Tetyana Ogarkova : Les Ukrainiens jettent un regard quelque peu différent par rapport au regard russe et au regard occidental sur ce personnage. On sait qu'une partie des Russes, notamment les conservateurs, regrettent beaucoup la chute de l'URSS et accusent Gorbatchev d'avoir perdu cet empire qui était le leur. On voit depuis mardiqu'il y a plusieurs réactions qui proviennent de l'Occident qui regrettent sa mort. Ils voient en Gorbatchev une espèce de personnage libérateur. Mais pour les Ukrainiens, Gorbatchev, c'est le dernier empereur, empereur dans le sens de quelqu'un qui à la tête de l'empire. On n'oublie pas non plus sa position sur la Crimée annexée illégalement par la Russie, qu'il a soutenue.
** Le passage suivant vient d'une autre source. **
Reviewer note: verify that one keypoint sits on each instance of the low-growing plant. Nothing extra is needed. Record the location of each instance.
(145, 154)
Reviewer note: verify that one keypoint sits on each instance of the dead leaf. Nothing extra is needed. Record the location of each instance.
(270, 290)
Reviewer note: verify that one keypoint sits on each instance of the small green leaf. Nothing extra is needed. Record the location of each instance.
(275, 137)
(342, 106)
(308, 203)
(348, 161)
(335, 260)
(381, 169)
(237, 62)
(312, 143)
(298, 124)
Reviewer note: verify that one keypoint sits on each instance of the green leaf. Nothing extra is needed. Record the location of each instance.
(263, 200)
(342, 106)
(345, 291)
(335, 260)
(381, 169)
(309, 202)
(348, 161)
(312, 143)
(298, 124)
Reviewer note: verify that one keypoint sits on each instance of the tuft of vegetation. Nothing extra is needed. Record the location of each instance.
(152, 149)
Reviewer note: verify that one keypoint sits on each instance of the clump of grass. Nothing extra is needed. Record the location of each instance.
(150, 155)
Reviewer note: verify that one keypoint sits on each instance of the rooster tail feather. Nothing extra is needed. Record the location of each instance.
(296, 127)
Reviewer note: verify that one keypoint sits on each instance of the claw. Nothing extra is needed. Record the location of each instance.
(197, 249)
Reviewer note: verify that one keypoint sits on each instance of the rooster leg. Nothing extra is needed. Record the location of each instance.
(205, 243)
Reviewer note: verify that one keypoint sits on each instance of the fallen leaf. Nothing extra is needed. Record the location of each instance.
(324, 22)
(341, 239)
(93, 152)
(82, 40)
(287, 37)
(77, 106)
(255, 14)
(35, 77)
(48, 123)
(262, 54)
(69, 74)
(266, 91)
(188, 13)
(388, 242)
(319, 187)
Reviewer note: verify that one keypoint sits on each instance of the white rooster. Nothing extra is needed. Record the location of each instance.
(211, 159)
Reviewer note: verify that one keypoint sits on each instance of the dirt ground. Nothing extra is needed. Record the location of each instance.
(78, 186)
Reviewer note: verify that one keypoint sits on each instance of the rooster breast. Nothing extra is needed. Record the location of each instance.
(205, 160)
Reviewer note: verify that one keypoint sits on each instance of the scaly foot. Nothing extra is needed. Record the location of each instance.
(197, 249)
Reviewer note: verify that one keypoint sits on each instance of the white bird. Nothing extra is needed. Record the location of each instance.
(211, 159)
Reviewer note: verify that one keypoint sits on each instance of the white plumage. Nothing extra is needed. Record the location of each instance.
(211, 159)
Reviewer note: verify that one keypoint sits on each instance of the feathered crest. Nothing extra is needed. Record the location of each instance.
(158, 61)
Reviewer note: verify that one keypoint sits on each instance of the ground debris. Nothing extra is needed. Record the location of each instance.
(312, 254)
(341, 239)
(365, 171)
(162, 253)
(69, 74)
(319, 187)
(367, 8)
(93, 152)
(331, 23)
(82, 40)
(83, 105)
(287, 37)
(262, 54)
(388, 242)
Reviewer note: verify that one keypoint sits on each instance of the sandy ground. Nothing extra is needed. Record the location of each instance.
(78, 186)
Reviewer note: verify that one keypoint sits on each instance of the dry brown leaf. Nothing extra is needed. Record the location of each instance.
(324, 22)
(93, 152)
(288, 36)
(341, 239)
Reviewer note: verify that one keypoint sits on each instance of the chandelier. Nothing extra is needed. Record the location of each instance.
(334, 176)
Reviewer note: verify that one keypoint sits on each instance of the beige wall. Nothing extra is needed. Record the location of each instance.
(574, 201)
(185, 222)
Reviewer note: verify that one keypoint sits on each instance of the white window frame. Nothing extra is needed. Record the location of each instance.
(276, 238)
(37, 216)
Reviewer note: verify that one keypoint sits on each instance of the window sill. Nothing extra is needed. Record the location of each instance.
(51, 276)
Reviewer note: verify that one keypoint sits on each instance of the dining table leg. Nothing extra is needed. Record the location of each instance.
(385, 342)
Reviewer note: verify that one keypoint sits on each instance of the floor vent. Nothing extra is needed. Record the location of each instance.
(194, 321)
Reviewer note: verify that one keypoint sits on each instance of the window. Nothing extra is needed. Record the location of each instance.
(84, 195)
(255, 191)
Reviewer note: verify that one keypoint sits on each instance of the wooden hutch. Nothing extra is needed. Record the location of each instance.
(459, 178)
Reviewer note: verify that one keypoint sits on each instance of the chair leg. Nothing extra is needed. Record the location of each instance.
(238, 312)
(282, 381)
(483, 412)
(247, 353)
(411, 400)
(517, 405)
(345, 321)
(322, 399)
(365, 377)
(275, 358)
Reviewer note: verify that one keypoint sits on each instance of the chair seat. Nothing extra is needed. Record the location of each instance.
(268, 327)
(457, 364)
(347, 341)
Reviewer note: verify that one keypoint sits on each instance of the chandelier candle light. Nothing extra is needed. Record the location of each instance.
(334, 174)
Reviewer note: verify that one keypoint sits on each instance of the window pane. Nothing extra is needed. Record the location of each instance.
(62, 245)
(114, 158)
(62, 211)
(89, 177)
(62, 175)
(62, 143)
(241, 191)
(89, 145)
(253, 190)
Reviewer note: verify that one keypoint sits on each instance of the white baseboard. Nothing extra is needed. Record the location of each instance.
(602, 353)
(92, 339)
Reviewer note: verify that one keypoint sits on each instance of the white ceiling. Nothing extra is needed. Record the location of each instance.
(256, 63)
C'était quelqu'un qui était toujours contre la création des pays indépendants à la place des Républiques qui appartenaient à l'URSS. Donc pour nous c'est un regard plutôt mixte, ni trop positif ni trop négatif.

"Vu de Kiev, il y a le Gorbatchev critique de Vladimir Poutine, notamment en 2011, lors de la réélection du président russe, qui dénonce la mainmise de Poutine sur la politique en Russie, et qui, deux ans après, soutient l'annexion de la Crimée, qu'il justifiait à l'époque comme la volonté d'écouter la volonté des peuples."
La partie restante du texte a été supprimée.